= Paul Watters =

Australian academic

Paul Watters is an Australian cybercrime researcher and cybersecurity professional. He is Honorary Professor of Criminology and Security Studies at Macquarie University. Dr. Watters has made significant research contributions to cybercrime detection and prevention, including phishing, malware, piracy and child exploitation. He is the inventor of the 100 Point Cyber Check, a cyber risk assessment for small-medium enterprises. According to ScholarGPS, he is ranked in the top 0.5% of researchers globally. As documented in the Mathematics Genealogy Project and Neurotree, he is a disciplinary descendant of both Carl Friedrich Gauss and Charles Robert Darwin.

In the 2026 Australia Day Honours, Watters was awarded the Medal of the Order of Australia.

== Education ==
Watters completed three theses and made significant contributions to the field of cognitive and neural modelling:

At the University of Tasmania, Watters studied under Frances Martin.
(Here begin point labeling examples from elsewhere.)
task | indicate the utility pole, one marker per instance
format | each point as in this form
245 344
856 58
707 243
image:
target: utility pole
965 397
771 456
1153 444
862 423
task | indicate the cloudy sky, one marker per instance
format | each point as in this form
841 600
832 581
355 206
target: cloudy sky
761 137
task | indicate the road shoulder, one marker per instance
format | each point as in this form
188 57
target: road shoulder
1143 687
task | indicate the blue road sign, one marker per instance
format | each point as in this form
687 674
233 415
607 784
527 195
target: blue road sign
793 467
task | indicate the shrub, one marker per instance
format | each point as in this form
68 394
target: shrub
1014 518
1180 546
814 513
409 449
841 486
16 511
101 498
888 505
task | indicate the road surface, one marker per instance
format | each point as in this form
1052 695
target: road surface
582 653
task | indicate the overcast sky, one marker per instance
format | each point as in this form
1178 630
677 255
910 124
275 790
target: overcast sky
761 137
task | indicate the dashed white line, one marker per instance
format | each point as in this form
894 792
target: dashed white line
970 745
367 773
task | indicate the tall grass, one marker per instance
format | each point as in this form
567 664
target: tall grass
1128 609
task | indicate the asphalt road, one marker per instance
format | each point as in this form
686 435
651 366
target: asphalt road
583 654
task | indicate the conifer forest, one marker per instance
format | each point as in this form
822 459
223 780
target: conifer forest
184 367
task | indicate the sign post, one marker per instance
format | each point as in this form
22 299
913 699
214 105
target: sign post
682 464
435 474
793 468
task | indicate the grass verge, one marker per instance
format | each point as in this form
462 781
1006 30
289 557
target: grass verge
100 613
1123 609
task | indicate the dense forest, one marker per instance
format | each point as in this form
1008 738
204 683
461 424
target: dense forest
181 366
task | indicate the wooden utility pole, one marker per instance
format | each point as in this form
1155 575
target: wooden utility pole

His thesis contributed to foundational knowledge in cognitive neuroscience by establishing a nonlinear, quadratic dose-response relationship between caffeine and EEG complexity (measured by correlation dimension, D2), across various cognitive tasks. This research demonstrated that caffeine modulates brain dynamics in a task-specific manner, with an optimal range of doses increasing EEG complexity and thereby enhancing cognitive flexibility, while higher or lower doses reduce this complexity. By employing nonlinear dimensional analysis, the thesis provided insights into how psychoactive substances like caffeine influence brain activity beyond traditional linear models. These findings suggest that the brain's ability to operate in more complex, dynamic states under certain conditions is crucial for higher-order cognitive functions such as creativity, further linking EEG complexity to cognitive adaptability and performance.

At the University of Cambridge, Watters studied under David Tolhurst. His thesis contributed to the development of neural models of information processing and Artificial Intelligence by critically evaluating two approaches: Principal Components Analysis (PCA) and the sparse coding model. He compared these models in their ability to replicate the visual processing system's handling of natural scenes, characterised by sparse, scale-invariant, and phase-dependent structures. His thesis demonstrates that, under certain conditions, the simpler, orthogonal PCA model could achieve distributed representations comparable to the sparse coding model, challenging the necessity of the more complex, non-orthogonal model. The thesis also questioned the emphasis on sparseness as a key principle of visual processing, suggesting that sparseness had minimal impact on spatial-frequency and orientation tuning in simulations. The thesis thus provided a critical reassessment of neural modelling frameworks, advocating for future research that integrates non-linear techniques like independent components analysis (ICA) to address limitations in both PCA and the sparse coding model.

At Macquarie University, Watters studied under Michael Johnson. His thesis made several original contributions to the field of natural language processing (NLP) through the development of two neural network-based models: the Word Sense Acquisition Model (WSAM) and the Word Sense Processing Model (WSPM). The WSAM introduced an innovative framework for acquiring word senses from both European and Asian languages with high accuracy, showcasing its potential for multilingual NLP applications. The WSPM enhances word sense processing by integrating psycholinguistic insights, using decompositional semantic features and context to resolve lexical ambiguity more effectively than existing systems like SYSTRAN. Additionally, the thesis demonstrates how modelling both normal and abnormal human language processing, including semantic errors in Parkinson's disease, could inform the improvement of NLP systems, including the use of semantic priming. These contributions provide a foundation for more accurate and cognitively-aligned NLP systems capable of handling word sense disambiguation across different languages.